Comity factors. The remaining comity factors clearly weighed in favor of U.S. courts abstaining from asserting jurisdiction, the appellate court next decided. In particular, the appellate court found that all of the defendants were Chinese vitamin C manufacturers with their principle places of business in China, and all the relevant conduct at issue took place entirely in China. Complaints concerning China’s export policies could adequately be addressed through diplomatic channels and the World Trade Organization’s processes. There was also no evidence that the defendants acted with the express purpose or intent to affect U.S. commerce or harm U.S. businesses in particular. Further, according to the Ministry, the exercise of jurisdiction by the district court has already negatively affected U.S.-China relations.

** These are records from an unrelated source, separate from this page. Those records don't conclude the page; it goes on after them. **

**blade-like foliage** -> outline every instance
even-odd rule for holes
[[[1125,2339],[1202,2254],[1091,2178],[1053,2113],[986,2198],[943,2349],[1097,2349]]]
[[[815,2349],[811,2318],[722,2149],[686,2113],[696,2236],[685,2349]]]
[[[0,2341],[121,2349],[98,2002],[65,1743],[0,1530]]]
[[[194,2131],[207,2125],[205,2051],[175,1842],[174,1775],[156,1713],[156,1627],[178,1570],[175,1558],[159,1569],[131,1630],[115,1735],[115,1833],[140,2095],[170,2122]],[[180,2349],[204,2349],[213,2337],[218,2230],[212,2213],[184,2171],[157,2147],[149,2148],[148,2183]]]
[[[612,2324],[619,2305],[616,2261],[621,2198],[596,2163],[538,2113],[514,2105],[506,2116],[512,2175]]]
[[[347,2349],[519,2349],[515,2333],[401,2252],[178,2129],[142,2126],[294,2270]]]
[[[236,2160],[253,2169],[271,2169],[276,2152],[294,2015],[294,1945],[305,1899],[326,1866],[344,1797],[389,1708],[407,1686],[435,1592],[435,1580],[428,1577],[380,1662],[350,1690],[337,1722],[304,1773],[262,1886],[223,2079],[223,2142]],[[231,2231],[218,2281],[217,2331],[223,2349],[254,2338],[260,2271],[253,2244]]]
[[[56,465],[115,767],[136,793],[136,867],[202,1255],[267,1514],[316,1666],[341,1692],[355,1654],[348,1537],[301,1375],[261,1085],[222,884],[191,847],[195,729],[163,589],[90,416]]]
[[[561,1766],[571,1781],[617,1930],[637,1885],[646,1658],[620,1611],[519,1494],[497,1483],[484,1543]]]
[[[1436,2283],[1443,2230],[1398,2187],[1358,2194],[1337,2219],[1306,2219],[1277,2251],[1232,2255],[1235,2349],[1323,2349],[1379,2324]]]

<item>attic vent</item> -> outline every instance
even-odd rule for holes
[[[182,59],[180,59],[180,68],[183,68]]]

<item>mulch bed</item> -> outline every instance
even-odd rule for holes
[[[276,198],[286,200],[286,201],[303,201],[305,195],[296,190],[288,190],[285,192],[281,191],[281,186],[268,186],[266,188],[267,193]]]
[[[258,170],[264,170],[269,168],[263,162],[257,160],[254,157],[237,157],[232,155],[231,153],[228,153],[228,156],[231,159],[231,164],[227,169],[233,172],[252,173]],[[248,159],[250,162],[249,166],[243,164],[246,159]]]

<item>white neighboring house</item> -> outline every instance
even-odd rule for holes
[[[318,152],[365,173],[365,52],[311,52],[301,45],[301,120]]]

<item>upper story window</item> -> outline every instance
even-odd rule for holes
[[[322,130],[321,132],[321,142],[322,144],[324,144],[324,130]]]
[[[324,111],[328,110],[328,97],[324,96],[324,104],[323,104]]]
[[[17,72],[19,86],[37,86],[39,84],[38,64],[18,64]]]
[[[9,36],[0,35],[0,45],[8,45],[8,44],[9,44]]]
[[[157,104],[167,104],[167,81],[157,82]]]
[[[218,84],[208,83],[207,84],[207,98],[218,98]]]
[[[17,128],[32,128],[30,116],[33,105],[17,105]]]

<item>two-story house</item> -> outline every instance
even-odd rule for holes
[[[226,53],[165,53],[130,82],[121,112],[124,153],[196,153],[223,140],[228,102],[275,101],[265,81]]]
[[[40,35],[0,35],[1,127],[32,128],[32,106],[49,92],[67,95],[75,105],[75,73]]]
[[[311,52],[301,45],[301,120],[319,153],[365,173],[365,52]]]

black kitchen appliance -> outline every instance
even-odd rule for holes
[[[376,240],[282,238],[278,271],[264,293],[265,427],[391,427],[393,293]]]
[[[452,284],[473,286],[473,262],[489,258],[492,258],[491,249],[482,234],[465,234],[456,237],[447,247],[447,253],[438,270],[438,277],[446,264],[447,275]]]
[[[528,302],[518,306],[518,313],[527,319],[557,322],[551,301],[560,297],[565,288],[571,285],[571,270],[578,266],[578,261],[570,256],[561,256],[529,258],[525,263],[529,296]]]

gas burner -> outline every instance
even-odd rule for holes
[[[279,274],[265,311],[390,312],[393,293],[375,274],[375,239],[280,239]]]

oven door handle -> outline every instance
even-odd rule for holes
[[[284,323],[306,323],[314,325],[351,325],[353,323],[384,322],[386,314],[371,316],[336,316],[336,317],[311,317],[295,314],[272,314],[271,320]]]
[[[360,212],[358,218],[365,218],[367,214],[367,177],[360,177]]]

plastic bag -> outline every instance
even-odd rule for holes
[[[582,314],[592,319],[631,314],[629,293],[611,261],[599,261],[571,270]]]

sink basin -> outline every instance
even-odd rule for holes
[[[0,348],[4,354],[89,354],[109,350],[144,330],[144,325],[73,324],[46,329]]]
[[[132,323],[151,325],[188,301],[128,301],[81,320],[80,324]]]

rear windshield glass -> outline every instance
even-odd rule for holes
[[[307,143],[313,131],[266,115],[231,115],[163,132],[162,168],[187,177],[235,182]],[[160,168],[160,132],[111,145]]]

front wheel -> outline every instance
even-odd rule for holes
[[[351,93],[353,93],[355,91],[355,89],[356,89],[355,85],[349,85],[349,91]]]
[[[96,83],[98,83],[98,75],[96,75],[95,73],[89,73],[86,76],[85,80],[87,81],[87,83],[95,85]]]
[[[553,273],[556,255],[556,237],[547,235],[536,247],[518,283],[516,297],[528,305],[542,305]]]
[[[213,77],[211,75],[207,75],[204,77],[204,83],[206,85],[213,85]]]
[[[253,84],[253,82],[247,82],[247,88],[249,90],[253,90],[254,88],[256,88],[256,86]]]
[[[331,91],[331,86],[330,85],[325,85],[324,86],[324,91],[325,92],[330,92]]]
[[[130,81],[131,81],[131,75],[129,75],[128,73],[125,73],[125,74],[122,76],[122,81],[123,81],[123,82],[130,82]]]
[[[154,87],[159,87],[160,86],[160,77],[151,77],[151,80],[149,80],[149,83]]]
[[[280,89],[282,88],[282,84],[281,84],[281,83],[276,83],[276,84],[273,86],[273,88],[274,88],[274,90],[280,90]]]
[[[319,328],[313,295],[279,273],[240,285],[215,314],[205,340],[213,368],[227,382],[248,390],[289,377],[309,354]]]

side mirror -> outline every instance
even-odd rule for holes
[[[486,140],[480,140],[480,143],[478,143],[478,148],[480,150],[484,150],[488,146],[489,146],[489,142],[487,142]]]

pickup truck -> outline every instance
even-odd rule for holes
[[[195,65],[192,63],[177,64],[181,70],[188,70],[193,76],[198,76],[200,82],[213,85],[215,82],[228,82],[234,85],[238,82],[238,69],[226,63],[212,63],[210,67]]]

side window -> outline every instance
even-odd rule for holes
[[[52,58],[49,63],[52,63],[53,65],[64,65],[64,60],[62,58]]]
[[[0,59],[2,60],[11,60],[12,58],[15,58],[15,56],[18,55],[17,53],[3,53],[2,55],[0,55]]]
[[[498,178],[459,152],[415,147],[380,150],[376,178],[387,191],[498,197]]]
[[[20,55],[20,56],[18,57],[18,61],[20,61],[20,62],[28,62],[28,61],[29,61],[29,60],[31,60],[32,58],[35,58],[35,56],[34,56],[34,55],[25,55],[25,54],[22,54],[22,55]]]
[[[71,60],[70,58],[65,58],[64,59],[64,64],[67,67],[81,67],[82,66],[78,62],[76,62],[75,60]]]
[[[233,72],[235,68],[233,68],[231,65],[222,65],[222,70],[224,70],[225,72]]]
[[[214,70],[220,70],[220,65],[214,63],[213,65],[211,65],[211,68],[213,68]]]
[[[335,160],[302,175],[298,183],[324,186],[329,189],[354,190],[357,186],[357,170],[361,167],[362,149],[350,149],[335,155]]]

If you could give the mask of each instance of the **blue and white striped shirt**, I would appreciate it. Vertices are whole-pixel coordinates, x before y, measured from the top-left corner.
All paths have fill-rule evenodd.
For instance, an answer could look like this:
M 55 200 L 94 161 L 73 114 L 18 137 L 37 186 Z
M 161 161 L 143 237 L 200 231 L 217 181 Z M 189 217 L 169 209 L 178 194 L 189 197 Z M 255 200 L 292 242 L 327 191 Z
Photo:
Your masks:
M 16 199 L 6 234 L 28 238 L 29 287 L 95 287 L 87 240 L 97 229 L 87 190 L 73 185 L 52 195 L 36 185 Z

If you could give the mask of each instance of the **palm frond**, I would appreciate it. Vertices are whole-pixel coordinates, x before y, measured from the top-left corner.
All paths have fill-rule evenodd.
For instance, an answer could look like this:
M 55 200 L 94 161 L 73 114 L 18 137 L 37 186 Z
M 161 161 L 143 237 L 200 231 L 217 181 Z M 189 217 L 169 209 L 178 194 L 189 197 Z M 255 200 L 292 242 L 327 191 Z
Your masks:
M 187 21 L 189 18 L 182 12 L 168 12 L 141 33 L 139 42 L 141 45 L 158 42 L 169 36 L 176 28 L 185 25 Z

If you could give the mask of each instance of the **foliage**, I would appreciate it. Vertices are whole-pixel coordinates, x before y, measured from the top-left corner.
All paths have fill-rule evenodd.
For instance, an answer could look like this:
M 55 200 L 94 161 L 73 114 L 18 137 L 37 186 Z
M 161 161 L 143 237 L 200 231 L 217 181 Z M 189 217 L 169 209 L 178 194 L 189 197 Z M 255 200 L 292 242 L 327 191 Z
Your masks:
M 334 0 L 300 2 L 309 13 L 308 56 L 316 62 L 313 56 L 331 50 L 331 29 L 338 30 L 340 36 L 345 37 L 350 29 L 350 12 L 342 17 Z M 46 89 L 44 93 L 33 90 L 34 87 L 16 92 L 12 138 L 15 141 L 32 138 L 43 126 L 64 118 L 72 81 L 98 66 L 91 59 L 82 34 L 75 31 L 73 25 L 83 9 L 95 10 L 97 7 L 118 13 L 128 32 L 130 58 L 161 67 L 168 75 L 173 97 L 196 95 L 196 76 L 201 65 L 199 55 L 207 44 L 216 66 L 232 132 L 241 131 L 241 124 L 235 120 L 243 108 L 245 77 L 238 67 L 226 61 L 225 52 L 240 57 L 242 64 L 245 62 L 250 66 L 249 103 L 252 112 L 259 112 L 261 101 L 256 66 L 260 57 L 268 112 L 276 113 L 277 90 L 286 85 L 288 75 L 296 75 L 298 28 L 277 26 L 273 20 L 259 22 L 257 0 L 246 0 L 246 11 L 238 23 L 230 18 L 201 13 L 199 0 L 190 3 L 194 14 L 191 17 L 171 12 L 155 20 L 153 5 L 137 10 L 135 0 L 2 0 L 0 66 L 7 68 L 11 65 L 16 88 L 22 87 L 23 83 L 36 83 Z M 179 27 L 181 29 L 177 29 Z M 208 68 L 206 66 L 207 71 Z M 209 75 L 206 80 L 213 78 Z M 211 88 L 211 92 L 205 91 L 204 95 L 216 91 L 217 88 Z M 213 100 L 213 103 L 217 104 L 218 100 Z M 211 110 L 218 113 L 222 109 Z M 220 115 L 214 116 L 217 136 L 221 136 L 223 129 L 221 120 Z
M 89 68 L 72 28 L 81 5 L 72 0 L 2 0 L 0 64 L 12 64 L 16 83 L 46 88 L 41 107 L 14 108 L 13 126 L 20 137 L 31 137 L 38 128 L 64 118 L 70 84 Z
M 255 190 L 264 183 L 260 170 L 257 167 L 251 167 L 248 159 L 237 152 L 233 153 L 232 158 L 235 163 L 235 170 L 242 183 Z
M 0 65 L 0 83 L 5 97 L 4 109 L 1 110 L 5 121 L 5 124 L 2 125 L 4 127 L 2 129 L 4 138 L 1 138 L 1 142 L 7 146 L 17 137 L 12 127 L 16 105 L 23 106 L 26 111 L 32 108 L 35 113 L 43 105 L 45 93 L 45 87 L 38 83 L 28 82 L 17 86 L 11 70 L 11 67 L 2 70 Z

Recognizing China’s strong interest in its protectionist economic policies and given the direct conflict between Chinese policy and U.S. antitrust laws, the appellate court concluded that China’s interests outweighed whatever antitrust enforcement interests the United States might have in this case as a matter of law. The lower court therefore abused its discretion by failing to abstain on international comity grounds from asserting jurisdiction. The district court’s order denying the defendants’ motion to dismiss was therefore reversed and the case was remanded with instructions to dismiss the plaintiffs’ complaint with prejudice.

The case is No. 13-4791-cv.

Attorneys: William A. Isaacson (Boies, Schiller & Flexner LLP), Melinda R. Coolidge (Hausfeld LLP) and Katherine Kunz (Susman Godfrey LLP) for Animal Science Products, Inc. and The Ranis Co., Inc. Jonathan M. Jacobson (Wilson Sonsini Goodrich & Rosati, PC) for North China Pharmaceutical Group Corp. and Hebei Welcome Pharmaceutical Co Ltd.

Companies: North China Pharmaceutical Group Corp.; Hebei Welcome Pharmaceutical Co Ltd.; Animal Science Products, Inc.; Ranis Co., Inc.